Hashing

Hashing is the act of reducing the set of possible values to a smaller sub set of possible values using a mapping that is produced by some function. The function is referred to as a hash function and the product of that function is referred to as a hash code. The associative array of hash codes to their values is known as a hash table. An example of a hash function would simply be to use a modulus operation.

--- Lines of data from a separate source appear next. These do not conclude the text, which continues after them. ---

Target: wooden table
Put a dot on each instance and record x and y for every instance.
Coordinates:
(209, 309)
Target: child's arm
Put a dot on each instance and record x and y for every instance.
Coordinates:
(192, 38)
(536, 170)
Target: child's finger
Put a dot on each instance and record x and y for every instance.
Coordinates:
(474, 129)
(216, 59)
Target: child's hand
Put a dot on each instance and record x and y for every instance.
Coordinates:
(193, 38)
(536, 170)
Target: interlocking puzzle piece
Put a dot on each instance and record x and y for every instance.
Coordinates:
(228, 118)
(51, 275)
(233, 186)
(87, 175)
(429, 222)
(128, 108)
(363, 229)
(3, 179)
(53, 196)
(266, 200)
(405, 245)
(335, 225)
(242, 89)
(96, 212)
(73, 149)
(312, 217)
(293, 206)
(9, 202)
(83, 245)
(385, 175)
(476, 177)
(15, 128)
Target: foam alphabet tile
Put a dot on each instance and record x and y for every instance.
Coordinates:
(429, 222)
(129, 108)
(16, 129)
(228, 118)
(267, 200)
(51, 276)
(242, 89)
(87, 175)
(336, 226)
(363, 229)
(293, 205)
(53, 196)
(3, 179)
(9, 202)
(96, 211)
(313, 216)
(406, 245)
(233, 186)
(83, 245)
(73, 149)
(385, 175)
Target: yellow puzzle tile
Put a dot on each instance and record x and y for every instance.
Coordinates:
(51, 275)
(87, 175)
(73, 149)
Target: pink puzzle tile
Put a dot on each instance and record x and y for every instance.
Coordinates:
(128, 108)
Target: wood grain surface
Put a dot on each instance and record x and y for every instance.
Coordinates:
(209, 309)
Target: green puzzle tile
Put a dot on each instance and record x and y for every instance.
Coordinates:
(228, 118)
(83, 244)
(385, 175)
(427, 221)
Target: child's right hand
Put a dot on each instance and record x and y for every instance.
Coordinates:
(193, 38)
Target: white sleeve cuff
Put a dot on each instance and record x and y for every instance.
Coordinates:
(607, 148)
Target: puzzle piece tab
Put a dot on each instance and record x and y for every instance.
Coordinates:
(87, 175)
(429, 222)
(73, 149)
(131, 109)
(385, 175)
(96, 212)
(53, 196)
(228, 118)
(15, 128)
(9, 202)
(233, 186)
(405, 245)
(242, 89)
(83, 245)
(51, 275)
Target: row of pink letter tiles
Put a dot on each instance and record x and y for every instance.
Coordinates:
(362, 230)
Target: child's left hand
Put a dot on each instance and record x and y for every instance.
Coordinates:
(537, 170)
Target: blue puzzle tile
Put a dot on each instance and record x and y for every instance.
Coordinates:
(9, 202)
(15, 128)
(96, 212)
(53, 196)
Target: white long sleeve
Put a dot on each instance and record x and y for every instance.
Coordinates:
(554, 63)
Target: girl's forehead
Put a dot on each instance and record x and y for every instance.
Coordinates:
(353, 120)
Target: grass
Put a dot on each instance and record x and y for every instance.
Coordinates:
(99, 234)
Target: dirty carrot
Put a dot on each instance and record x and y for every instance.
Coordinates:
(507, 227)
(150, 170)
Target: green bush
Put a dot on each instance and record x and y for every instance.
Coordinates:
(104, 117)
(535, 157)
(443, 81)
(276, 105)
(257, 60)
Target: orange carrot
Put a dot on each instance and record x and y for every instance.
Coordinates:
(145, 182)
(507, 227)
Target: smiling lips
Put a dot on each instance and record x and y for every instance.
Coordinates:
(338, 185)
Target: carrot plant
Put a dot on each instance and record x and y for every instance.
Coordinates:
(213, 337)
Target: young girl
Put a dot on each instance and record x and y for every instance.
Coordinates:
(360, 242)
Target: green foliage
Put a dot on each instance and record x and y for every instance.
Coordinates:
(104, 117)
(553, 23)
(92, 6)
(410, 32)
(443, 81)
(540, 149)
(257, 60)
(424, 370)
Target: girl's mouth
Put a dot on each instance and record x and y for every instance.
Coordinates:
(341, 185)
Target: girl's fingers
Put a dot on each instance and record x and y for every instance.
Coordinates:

Consider the following example:

A 64-bit architecture can theoretically handle $2^{64} - 1$ addresses (whether or not this is true is dependent on the operating system). In most cases, systems are not dealing with 18 Exabytes of random access memory (RAM). In this case we want to map an address outside of our systems available memory to an address that is in our available memory space. Let’s say that the system has 8 gigabytes of ram (8Gb). If we wanted to map to the address at 10Gb we need only apply the division hash function as follows:

$$ 1\qquad h(k) = k \mod m $$

Where $h$ is a hash function, $k$ is a key to map to some subset of the universal space, and $m$ is value that divides $k$. This hash function will return the remainder of the division, which is some value less than the value $m$ but greater than or equal to zero (0).

So, in applying the division hash function to our example, that looks like:

$h(10Gb) = 10Gb\ mod\ 8Gb$

Which is equivalent to:

$h(10*2^{30}) = (10*2^{30})\ mod\ (8*2^{30})$

Written out:

$10/8 = 1, remainder = 2$

Thus, $h(10gb)$ would map to the 2Gb address in an 8Gb address space. Of course the operating system handles most of this for you. Whether that is good or bad, it’s how things are. Most programmers work in a virtual address space that is theoretically limitless and the OS decides how to deal with those addresses when the program is executed.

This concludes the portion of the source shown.